Racism is running rife – though it always has in Australia. In the past week alone, a white supremacist slogan has almost gained government endorsement; revelations have surfaced that 25 neo-Nazis managed to infiltrate the Young Nationals; the election posters of Hobart City Council candidate Yongbei Tang have been defaced with offensively racist slogans; new laws proven to unfairly target the youth of marginalised ethnic communities have been implemented; there’s been yet another racially charged gaff on channel 7’s Sunrise breakfast program; not to mention the numerous forms and occurrences of racialised dog-whistling being deployed by opportunistic state and federal governments scrapping for votes in looming elections.

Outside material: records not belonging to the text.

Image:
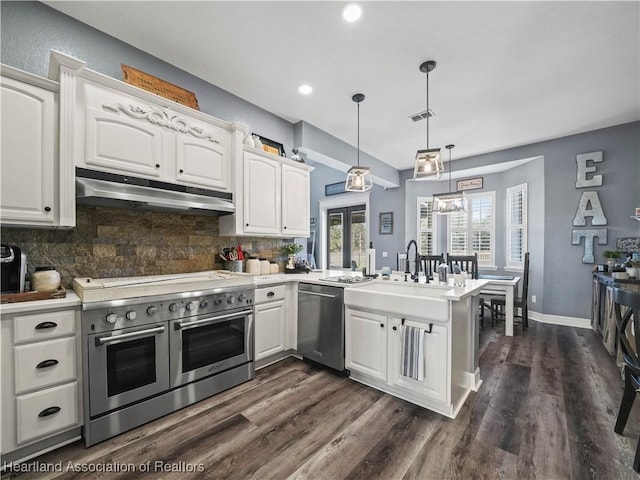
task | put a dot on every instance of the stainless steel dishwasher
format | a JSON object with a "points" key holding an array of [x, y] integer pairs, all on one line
{"points": [[321, 324]]}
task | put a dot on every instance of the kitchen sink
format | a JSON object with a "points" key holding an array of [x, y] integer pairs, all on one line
{"points": [[403, 299]]}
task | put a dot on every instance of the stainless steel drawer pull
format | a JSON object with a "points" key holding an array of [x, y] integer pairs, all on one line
{"points": [[125, 336], [45, 325], [49, 411], [318, 294], [47, 363]]}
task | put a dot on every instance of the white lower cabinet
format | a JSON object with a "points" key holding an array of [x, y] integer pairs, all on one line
{"points": [[436, 366], [41, 383], [373, 354], [274, 323], [270, 329], [366, 343]]}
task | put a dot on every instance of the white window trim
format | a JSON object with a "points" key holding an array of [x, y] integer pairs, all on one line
{"points": [[339, 201], [492, 262], [516, 266], [434, 222]]}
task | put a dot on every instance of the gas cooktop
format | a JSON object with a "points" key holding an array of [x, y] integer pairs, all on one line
{"points": [[101, 289]]}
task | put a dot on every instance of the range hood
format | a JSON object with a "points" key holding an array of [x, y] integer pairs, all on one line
{"points": [[124, 191]]}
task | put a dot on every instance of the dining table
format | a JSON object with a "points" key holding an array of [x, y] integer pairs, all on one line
{"points": [[502, 285]]}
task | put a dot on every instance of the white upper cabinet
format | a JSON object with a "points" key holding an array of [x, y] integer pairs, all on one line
{"points": [[272, 196], [33, 189], [130, 135], [108, 125], [295, 201]]}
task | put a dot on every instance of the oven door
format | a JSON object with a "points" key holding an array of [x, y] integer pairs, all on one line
{"points": [[206, 345], [127, 365]]}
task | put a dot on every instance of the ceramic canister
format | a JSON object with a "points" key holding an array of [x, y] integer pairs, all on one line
{"points": [[45, 279], [265, 267], [253, 266]]}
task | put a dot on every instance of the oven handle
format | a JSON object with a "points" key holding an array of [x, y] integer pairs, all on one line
{"points": [[206, 321], [103, 340]]}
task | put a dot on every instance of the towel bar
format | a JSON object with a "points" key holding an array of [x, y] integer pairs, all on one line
{"points": [[426, 331]]}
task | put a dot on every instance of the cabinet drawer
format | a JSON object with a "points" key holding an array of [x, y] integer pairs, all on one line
{"points": [[270, 294], [46, 411], [43, 325], [45, 363]]}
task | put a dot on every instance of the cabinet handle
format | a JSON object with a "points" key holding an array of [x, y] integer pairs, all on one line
{"points": [[45, 325], [49, 411], [47, 363]]}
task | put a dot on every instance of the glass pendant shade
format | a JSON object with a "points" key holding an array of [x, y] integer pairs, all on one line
{"points": [[358, 179], [449, 202], [428, 164]]}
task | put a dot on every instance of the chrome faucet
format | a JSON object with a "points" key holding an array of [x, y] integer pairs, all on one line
{"points": [[407, 270]]}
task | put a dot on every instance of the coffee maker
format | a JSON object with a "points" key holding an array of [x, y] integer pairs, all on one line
{"points": [[13, 266]]}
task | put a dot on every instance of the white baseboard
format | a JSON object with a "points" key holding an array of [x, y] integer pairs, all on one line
{"points": [[560, 320]]}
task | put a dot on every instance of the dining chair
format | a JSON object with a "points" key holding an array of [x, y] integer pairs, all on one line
{"points": [[520, 302], [626, 307], [429, 264], [466, 263]]}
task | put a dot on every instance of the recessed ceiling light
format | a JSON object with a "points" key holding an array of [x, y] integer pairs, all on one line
{"points": [[352, 12]]}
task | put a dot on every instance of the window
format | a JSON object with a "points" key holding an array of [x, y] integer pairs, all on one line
{"points": [[347, 235], [474, 230], [516, 225], [426, 227]]}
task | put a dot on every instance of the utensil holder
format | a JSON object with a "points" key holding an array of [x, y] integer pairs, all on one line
{"points": [[233, 265]]}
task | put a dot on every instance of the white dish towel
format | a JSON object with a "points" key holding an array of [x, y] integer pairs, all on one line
{"points": [[412, 354]]}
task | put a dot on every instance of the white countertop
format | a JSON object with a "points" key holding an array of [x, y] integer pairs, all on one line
{"points": [[70, 301]]}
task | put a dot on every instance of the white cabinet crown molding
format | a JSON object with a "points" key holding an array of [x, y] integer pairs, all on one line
{"points": [[164, 117]]}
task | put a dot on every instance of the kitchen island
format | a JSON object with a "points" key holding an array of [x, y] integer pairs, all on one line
{"points": [[378, 319]]}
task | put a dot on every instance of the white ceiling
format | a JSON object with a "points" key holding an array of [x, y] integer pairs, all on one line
{"points": [[508, 73]]}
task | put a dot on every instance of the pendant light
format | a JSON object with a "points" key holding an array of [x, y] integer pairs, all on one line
{"points": [[428, 162], [358, 178], [444, 203]]}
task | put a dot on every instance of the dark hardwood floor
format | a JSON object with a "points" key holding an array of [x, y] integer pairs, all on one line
{"points": [[546, 410]]}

Witnessing this racism affects our health. It has proven emotional and physiological impacts. International research indicates that it can lead to hypertension and heart disease. There are also harmful effects on the immune and endocrine systems which can lead to things like pulmonary disease, kidney disfunction and cancer.

Psychological distress stemming from exposure to racism is often a key contributor to substance abuse. Elite racism – the kinds of racism filtering down from parliament, for example, to fuel racist attitudes amongst the general public – also leads to unequal access to societal resources required for good health and well-being, such as education, employment and housing.

Physical violence arising from racism obviously also has an impact on health, as does contact with the criminal justice and detention systems.

These deep and complex implications of racism on health are well known, even in the most senior political departments. It’s clear government ministers – the majority of whom have had the privilege of never once experiencing enduring racism – are not only naively and/or wilfully blind to it, but ready at any moment to arbitrarily subject our lives to that harm.